Many people in the greater Dallas area have considerable money saved in a 401(k) or other retirement plan. This is true even if a person otherwise has little other wealth aside from a family home.
Similar to other assets, those contributions to a retirement plan that took place during a marriage are considered community property subject to division in a Texas divorce.
On the other hand, contributions which happened prior to a marriage or after the divorce remain the sole property of the employee with an interest in the plan.
Under Texas’ community property rules, a court has to divide all community property. However, the court does not have to give each spouse half of the property. Specifically, a court does not have to order spouses to divide a retirement plan.
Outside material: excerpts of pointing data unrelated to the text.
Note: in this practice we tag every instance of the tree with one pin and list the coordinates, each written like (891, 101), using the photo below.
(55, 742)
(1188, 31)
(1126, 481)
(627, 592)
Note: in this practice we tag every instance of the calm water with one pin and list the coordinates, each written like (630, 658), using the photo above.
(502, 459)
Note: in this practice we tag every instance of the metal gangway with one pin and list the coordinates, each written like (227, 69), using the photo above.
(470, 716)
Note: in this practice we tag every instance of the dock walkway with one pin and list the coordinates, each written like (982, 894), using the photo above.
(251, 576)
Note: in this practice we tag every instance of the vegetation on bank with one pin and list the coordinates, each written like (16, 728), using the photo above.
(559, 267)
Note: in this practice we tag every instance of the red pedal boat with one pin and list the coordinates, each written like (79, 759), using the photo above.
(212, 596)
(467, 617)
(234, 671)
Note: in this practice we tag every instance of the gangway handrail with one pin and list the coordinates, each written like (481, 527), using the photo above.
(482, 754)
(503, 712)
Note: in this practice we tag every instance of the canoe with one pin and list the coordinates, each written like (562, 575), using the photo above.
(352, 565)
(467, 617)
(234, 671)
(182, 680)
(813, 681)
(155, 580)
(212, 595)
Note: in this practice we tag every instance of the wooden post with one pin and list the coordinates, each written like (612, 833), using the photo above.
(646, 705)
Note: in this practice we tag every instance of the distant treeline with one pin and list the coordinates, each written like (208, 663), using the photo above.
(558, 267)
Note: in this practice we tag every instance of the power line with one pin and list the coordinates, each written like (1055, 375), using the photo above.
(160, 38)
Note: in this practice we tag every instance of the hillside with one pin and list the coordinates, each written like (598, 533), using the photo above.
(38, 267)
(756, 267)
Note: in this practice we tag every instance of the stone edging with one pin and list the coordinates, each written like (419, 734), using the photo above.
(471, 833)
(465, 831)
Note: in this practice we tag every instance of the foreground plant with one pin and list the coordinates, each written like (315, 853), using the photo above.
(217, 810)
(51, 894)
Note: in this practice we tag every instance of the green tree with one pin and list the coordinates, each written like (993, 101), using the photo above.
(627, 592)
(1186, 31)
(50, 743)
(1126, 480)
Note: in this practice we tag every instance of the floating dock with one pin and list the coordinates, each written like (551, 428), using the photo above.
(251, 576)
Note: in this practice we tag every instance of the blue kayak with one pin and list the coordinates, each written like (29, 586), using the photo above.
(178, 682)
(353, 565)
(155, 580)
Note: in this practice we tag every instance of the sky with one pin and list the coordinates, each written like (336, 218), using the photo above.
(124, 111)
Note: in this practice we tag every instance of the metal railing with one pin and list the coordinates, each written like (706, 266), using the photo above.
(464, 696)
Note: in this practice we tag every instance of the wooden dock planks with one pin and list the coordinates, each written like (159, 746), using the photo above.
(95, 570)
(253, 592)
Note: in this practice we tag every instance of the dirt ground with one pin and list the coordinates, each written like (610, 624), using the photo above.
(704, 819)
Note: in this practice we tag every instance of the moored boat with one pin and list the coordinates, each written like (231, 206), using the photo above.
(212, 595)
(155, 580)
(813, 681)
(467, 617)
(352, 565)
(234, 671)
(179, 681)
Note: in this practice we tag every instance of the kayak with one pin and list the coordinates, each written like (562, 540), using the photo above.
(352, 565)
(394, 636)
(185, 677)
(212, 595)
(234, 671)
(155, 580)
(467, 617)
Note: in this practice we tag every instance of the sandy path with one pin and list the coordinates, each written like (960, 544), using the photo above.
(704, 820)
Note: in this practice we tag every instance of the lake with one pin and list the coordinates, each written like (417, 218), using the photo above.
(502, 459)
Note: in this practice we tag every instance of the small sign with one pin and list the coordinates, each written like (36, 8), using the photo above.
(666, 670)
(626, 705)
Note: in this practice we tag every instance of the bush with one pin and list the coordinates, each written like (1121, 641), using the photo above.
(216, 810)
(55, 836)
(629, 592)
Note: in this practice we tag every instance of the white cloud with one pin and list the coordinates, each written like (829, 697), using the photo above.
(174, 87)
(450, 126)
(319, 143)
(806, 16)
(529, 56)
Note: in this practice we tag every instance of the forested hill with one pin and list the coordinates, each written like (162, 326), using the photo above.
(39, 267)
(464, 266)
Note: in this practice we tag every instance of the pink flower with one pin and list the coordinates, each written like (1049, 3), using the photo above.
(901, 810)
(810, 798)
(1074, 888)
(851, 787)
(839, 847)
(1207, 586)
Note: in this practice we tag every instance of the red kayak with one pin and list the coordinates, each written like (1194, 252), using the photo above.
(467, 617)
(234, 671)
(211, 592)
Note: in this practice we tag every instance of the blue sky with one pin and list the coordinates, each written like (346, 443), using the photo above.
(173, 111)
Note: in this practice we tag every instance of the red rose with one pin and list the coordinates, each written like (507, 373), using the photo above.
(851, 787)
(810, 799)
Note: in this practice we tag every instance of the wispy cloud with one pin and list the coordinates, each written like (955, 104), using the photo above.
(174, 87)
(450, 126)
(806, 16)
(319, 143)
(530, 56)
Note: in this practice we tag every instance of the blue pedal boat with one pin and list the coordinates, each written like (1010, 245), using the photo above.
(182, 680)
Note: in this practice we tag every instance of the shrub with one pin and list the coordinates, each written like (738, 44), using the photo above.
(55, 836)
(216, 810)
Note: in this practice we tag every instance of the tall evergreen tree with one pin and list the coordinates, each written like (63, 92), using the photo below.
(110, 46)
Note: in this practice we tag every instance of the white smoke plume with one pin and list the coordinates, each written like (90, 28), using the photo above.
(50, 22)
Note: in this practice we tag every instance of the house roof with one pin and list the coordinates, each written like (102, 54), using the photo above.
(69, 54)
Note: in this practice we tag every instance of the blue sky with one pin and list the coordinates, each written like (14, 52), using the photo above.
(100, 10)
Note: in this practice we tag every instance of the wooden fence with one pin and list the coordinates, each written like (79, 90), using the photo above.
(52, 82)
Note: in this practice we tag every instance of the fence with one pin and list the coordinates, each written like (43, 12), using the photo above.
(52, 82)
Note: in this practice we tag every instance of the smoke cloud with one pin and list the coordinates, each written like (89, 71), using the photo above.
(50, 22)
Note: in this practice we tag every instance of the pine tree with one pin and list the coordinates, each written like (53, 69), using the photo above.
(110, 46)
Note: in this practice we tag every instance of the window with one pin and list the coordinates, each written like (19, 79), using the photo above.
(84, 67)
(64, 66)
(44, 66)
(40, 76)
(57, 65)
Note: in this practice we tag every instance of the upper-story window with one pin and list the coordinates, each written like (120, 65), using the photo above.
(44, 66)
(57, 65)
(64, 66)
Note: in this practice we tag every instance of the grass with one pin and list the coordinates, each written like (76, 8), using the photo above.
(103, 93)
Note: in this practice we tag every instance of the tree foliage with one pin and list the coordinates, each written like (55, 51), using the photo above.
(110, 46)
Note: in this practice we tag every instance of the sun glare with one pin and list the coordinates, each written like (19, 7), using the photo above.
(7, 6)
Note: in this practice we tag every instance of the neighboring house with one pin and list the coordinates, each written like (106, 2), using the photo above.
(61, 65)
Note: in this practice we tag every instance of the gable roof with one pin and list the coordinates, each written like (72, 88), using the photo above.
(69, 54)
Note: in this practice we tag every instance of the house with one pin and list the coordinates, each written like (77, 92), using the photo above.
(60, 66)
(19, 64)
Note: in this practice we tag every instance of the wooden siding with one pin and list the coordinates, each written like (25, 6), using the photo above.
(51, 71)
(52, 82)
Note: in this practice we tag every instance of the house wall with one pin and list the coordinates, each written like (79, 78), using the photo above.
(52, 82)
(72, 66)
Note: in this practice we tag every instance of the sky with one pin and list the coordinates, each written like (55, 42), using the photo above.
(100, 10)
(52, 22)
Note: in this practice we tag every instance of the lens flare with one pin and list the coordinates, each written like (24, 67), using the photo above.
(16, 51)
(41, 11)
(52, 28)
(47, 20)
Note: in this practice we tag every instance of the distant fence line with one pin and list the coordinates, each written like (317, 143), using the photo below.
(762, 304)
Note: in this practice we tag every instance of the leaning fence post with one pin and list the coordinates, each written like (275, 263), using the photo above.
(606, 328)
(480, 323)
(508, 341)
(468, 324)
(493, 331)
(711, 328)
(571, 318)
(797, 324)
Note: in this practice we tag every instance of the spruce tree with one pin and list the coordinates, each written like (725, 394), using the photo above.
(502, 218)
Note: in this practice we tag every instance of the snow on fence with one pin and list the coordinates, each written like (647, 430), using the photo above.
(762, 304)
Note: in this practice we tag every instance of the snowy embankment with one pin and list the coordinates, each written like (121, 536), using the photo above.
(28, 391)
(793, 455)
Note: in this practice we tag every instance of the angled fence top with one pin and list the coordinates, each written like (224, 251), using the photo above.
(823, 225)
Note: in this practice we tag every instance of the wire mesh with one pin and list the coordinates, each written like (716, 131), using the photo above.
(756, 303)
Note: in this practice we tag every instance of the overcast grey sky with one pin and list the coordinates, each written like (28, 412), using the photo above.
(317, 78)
The court may instead, for example, award one spouse additional other property in exchange for the other spouse’s getting to keep his or her plan intact.
Dividing a retirement plan may require several steps
The spouses may disagree about how much of a retirement plan is community property and may also disagree over what is a just division of the plan.
In some cases, such as when one of the spouses owns an interest in a retirement pension, the court may also have to decide how much the plan is worth in today’s dollars. This process may require one or both spouses to hire an expert witness to explain the value of the pension.
Even if the spouses agree on each’s respective share, they still may have to negotiate how they want to settle up. If they decide to divide the plan itself, they will also have to execute a special court order, called a Qualified Domestic Relations Order, or QDRO, in order to be sure they protect the tax benefits of the retirement plan.